What they saw was a 6-foot, 191-pound corner who didn’t back down from a 6-5, 231-pound Evans. Cockrell’s tight coverage led to a pair of personal foul penalties on Evans during the first quarter.
With Cockrell on him most of the game, Evans caught four passes for 72 yards, but he was held without a touchdown in a game that featured 13 of them.
“We opened the game up with a few stops, held them to some field goals. In the second half we really needed to get a stop,” Cockrell said. “We didn’t get the stop that we needed to put our foot down and make our mark.”
Duke coach David Cutcliffe called Cockrell’s performance a “culmination game” for a player whose college career got off to a rocky start.
“Evans really wasn’t a factor,” Cutcliffe said. Cockrell “is just one of those rare people who knows how to call on his best when he needs his best. He’s done that his entire athletic career, whether it was at Latin or Duke.”
As a corner and receiver at Latin, Cockrell helped the school win a state title as a junior.

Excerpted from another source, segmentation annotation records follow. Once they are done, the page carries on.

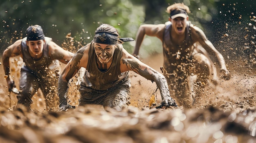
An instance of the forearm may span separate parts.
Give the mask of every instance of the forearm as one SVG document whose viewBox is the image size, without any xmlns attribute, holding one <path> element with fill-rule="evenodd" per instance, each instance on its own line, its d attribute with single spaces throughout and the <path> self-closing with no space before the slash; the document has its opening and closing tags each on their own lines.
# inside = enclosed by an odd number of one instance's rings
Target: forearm
<svg viewBox="0 0 256 143">
<path fill-rule="evenodd" d="M 59 96 L 60 106 L 67 105 L 69 86 L 68 82 L 61 76 L 58 79 L 58 95 Z"/>
<path fill-rule="evenodd" d="M 9 57 L 3 55 L 2 58 L 3 62 L 3 66 L 4 70 L 4 75 L 8 76 L 10 74 L 10 63 L 9 62 Z"/>
</svg>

But he tore two knee ligaments during his final game with the Hawks and redshirted as a freshman at Duke while rehabbing.
ACC quarterbacks picked on Cockrell his first two seasons as a starter. But as a junior, Cockrell led the conference with five interceptions and helped the Blue Devils earn their first bowl berth since 1994.
Cockrell finished his career with 12 interceptions and a school-record 41 pass breakups. He twice was voted a team captain and was pursing his master’s degree in political science before taking a break to prepare for the draft.
Cockrell gave thoughtful responses to a number of topical questions during his combine media session, on issues ranging from the possibility of the NFL penalizing players who use racial slurs to the efforts by Northwestern’s players to unionize.
Cutcliffe said Cockrell, whose father played football at Columbia, was well spoken during postgame interviews, as well.
“He was like a veteran of 30 years in the coaching profession as he answered questions,” Cutcliffe said. “Sometimes it’d be better for me to listen to what Ross has to say and then follow that up.”
Cockrell, a mid-round prospect, won’t get drafted on intelligence and eloquence alone.
He said scouts want him to improve his upper-body strength, so his showing during Tuesday’s pro bench press in Indianapolis could be key. Cockrell, who ran track at Latin, hopes to run the 40 in 4.4 seconds.
He said he has met with his hometown Panthers, who are looking to shore up their secondary. “I grew up watching the Panthers,” he said. “I think they have a very good team.”
Cutcliffe said whichever team drafts Cockrell will be getting a leader and a consistent corner who bounced back from his early struggles at Duke.
Adversity “kind of defines people, and it defines Ross. He never wavered,” Cutcliffe said. “I never saw Ross Cockrell over his head. That’s what it takes. Even for the greatest of the greatest, there’s moments you’re going to lose. And Ross never lost the edge.”